Cron Jobs
The broken link checker works mostly in the background, to execute the tasks you will need some cron jobs
To run the jobs automaticity, you can create cronjobs.
There are four different options to run cron jobs.
- Using the administrator cron module. This module provides a pseudo cron that runs in the background while you are logged in. This keeps the extracted and checked links up to date while you are working in the administrator.
- Using the HTTP interface from your browser or with a cron daemon and tools like wget and curl. The exact implementation depends on your hosting provider.
- Using Joomla's build in task scheduler.
- Using Joomla's Command line interface.
The Setup & Maintenance page in the administrator shows the links and command to use for the HTTP and CLI cron. As with estimated on intervals and batch sizes.
Whether you can run the CLI or HTTP commands as a cronjob depends on your hosts' configuration. Alternatively, you can head over to System ⇾ Scheduled Tasks and create a BLC Task.
Using the Command Line is the most effective method to parse and check links in batches.
Cron Frequency?
Extracting frequency
With the Admin Pseudo Cron Module changed items should be reprocessed will you are active in the administrator.
With the global or extractor setting 'Extract on Save
' active, items should be reprocessed on save.
Furthermore, Articles and most other content types in Joomla have a 'modified on date', so only changed items will be reprocessed. So in general the extract cron won't need a high frequency. Maybe daily to process items without modified dates
If your site has a lot of unattended changes, like with the publish-up and publish-down times for articles, you might need to decrease the interval. Or set the option 'Only extract from published content
' to off.
Seeding after installation
After first time installation of the link checker the extractor has to parse an existing content to find all links. In this phaste you might need a higher interval for this cron job.
Check frequency
The frequency to recheck extracted links depends on the number of links and the recheck interval.

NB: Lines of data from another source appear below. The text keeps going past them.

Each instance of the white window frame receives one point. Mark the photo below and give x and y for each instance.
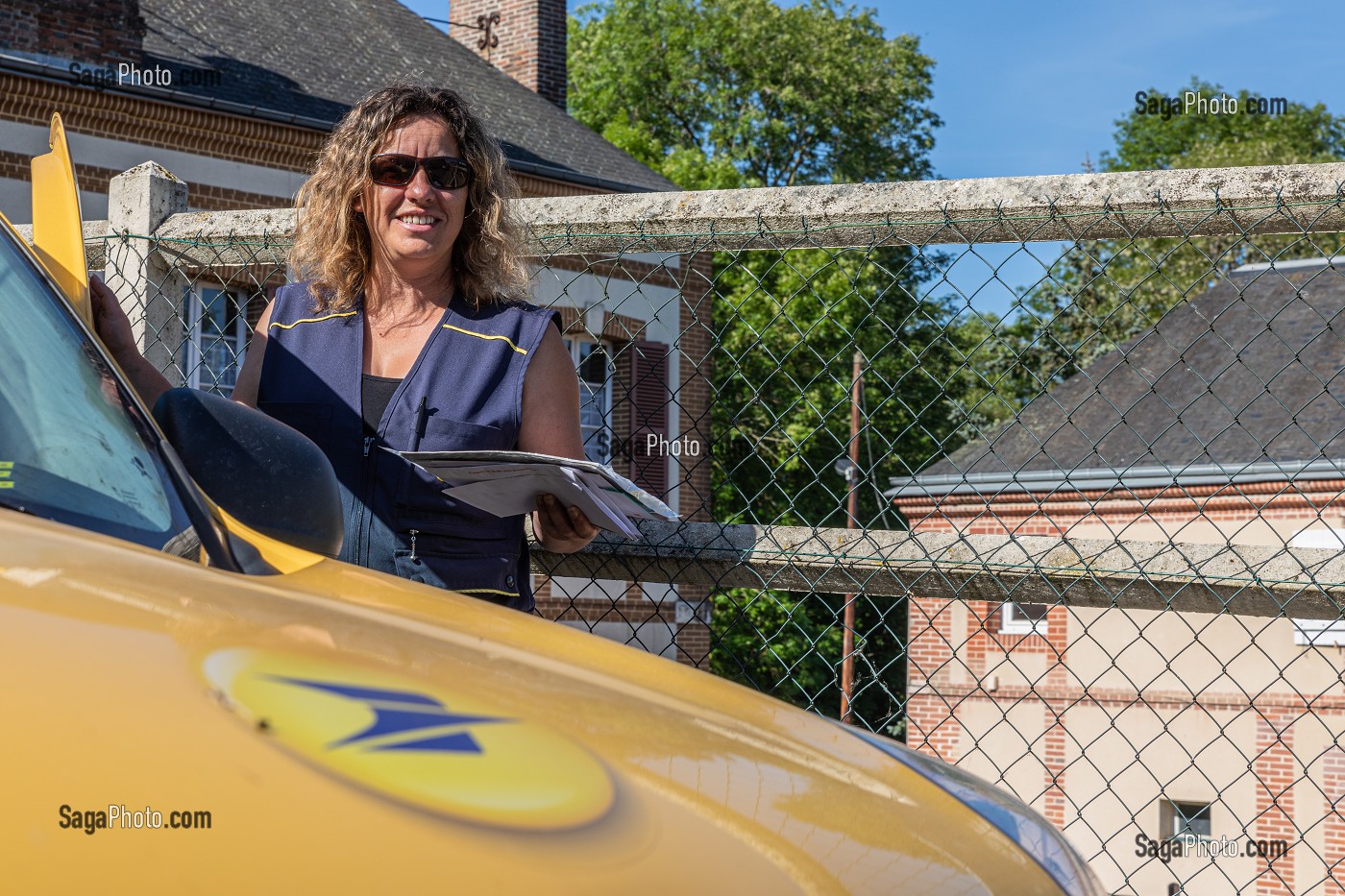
(575, 345)
(1320, 633)
(1177, 822)
(215, 379)
(1013, 620)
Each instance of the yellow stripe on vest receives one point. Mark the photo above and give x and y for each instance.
(486, 335)
(339, 314)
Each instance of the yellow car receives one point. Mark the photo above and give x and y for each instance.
(198, 700)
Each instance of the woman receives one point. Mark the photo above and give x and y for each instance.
(410, 334)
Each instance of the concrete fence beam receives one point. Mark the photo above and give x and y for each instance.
(1085, 206)
(1132, 574)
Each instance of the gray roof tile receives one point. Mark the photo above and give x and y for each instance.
(1253, 370)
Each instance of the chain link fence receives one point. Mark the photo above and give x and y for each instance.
(1045, 476)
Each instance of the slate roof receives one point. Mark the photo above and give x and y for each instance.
(1250, 373)
(313, 60)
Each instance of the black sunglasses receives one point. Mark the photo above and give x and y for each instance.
(396, 170)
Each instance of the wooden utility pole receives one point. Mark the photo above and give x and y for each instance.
(851, 522)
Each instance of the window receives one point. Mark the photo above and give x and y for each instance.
(218, 339)
(1320, 633)
(1022, 619)
(1184, 819)
(595, 368)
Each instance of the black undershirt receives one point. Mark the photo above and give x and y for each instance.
(374, 395)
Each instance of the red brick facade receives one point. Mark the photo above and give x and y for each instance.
(91, 34)
(954, 647)
(531, 40)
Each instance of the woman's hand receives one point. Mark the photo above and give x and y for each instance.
(113, 327)
(561, 530)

The Admin Pseudo Cron Module should be able to keep up with newly added links. Rechecking links should occur even if you are not working in the administrator so you will need some cron to do that.
You will find an estimate on the Maintenance page.
Domain throttling
To prevent flooding a remote host, there is a request limit per domain. You can change the period between two requests to the same host in the BLC Options.
If you have a lot of links to the same domain, you might need several cron runs to check them all.
Other Options
There are quite a few settings to control the cron jobs. Like batch sizes and check frequency. These options are depicted on the main options page
Maximum execution time
There are no maximum execution time settings. An aborted operation will simply restart the next time.
If multiple cron's run simultaneously, Inserting links into the database can collide, and you might get database errors (duplicate entry).